As a teenager, Freeman couldn't stomach the pop music of the time or deejays like Alan Freed who were pushing rock & roll. He first heard real country music in 1953 at the age of 14 on the car radio during a family trip from New York to New Orleans. This was before the interstate system, and as the family drove down old Route 11, he heard Bluegrass and hard country while traveling through Virginia and east Tennessee. He also heard some blues going through Alabama and Mississippi and recalls eating in a restaurant in Johnson City, Tennessee where they had two different juke boxes: one for pop music and one for country. He was stunned to see and hear music like the Stanley Brothers and Flatt & Scruggs on red label Columbia record (78s) labels, the same label that released the pop records that were all over New York.

Upon his return from this trip, he was determined to find radio stations that played rural music, both white and black. He found a New Jersey station that played all black gospel groups like 5 Blind Boys of Alabama and another that played several hours of country a day. He thought he was the only person in New York who liked country music, until he went to shows in New Jersey to see Reno & Smiley, Flatt & Scruggs and Kitty Wells. Soon he started making trips in the summer to the country music parks like Sunset Park and New River Ranch.
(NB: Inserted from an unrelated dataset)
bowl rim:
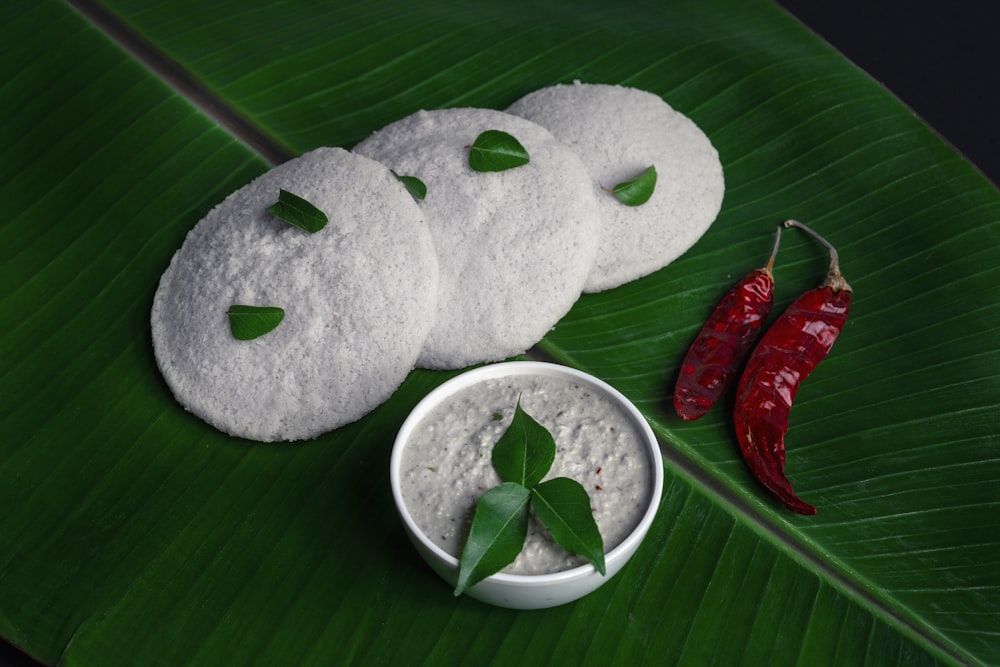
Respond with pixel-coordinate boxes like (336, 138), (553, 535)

As soon as he was old enough to drive, Freeman began making trips south, scouring the countryside for old records (mostly 78s, but also 45s). To pay for his travels (and the records), he started selling duplicates through record auctions (which he still runs). About the time he had compiled a good-sized mailing list of Bluegrass, country & old-time record collectors, he started getting requests for LPs (the new format in the late 1950s and early '60s). A couple of record collector friends in England and North Ireland convinced him to take over supplying their mail order customers with American country LPs, which were almost impossible to find in those days anywhere outside the American South.

With those two mailing lists Freeman took a 6-month leave of absence from his job with the Railway Mail Service and tried to survive on the $500.00 he had saved up. Miraculously, the leap of faith succeeded and he never returned to his job. His mail order business (COUNTY SALES, started in October 1965) and label (COUNTY RECORDS started in 1964) found an eager audience and continued to grow. Five years later Freeman, his wife and first son found Floyd and set up shop their.